Complete Project Gutenberg Works of George Meredith eBook

This eBook from the Gutenberg Project consists of approximately 10,116 pages of information about Complete Project Gutenberg Works of George Meredith.

Complete Project Gutenberg Works of George Meredith eBook

This eBook from the Gutenberg Project consists of approximately 10,116 pages of information about Complete Project Gutenberg Works of George Meredith.

‘You pardon me?’

‘Certainly.  I should have done it myself.’

‘I cannot offer you my apologies as a stranger.’  Lord Fleetwood was the name given.

Woodseer’s plebeian was exchanged for it, and he stood up.

The young lord had fair, straight, thin features, with large restless eyes that lighted quickly, and a mouth that was winning in his present colloquial mood.

’You could have done the same?  I should find it hard to forgive the man who pried into my secret thoughts,’ he remarked.

‘There they are.  If one puts them to paper! . . .’  Woodseer shrugged.

’Yes, yes.  They never last long enough with me.  So far I’m safe.  One page led to another.  You can meditate.  I noticed some remarks on Religions.  You think deeply.’

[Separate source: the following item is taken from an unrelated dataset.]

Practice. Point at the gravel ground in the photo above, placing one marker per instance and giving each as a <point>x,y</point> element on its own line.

Woodseer was of that opinion, but modesty urged him to reply with a small flourish.  ’Just a few heads of ideas.  When the wind puffs down a sooty chimney the air is filled with little blacks that settle pretty much like the notes in this book of mine.  There they wait for another puff, or my fingers to stamp them.’

‘I could tell you were the owner of that book,’ said Lord Fleetwood.  He swept his forehead feverishly.  ’What a power it is to relieve one’s brain by writing!  May I ask you, which one of the Universities . . . ?’

The burden of this question had a ring of irony to one whom it taught to feel rather defiantly, that he carried the blazon of a reeking tramp.  ’My University,’ Woodseer replied, ’was a merchant’s office in Bremen for some months.  I learnt more Greek and Latin in Bremen than business.  I was invalided home, and then tried a merchant’s office in London.  I put on my hat one day, and walked into the country.  My College fellows were hawkers, tinkers, tramps and ploughmen, choughs and crows.  A volume of our Poets and a History of Philosophy composed my library.  I had scarce any money, so I learnt how to idle inexpensively—­a good first lesson.  We’re at the bottom of the world when we take to the road; we see men as they were in the beginning—­not so eager for harness till they get acquainted with hunger, as I did, and studied in myself the old animal having his head pushed into the collar to earn a feed of corn.’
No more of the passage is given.